Il serait toutefois injuste de rejeter War Machine comme étant simplement générique. Il y a une certaine honnêteté dans la façon dont il tient exactement ses promesses : un film d'action simple et musclé, porté par des performances physiques plutôt que par des effets spéciaux numériques. Alan Ritchson prouve une fois de plus qu'il a la présence nécessaire pour mener à bien ce type de projet, même si le scénario lui donne rarement l'occasion de montrer toute sa palette émotionnelle.
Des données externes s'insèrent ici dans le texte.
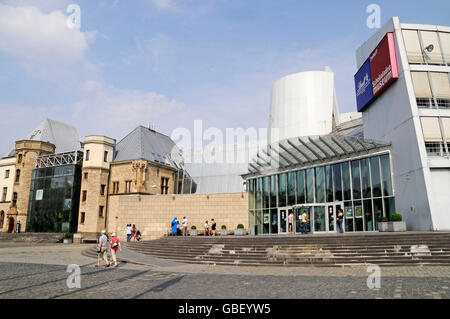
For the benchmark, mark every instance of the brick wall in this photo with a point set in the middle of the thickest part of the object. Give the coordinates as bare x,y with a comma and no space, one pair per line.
153,214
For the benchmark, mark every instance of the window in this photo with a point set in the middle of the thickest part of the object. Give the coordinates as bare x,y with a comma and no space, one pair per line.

Sa performance, fondée sur le silence, l'endurance et la pure physicalité, ancrent le film d'une manière qui le rend regardable même lorsque l'histoire devient répétitive. War Machine n'est pas un film qui réinvente le genre, mais il le comprend suffisamment bien pour rendre le voyage agréable, en particulier pour les spectateurs qui regrettent encore le cinéma d'action brut et sans fioritures d'une autre époque.
War Machine
Ecrit et réalisé par Patrick Hughes
Écrit par Patrick Hughes, James Beaufort
Produit par Todd Lieberman, Alex Young, Patrick Hughes
Avec Alan Ritchson, Dennis Quaid, Stephan James, Jai Courtney, Esai Morales, Keiynan Lonsdale, Daniel Webber
Directeur de la photographie : Aaron Morton
Montage : Andy Canny
Musique : Dmitri Golovko
Sociétés de production : Lionsgate, Hidden Pictures, Huge Film, Range Media Partners, Emu Creek Pictures
Distribution : Netflix (États-Unis, France)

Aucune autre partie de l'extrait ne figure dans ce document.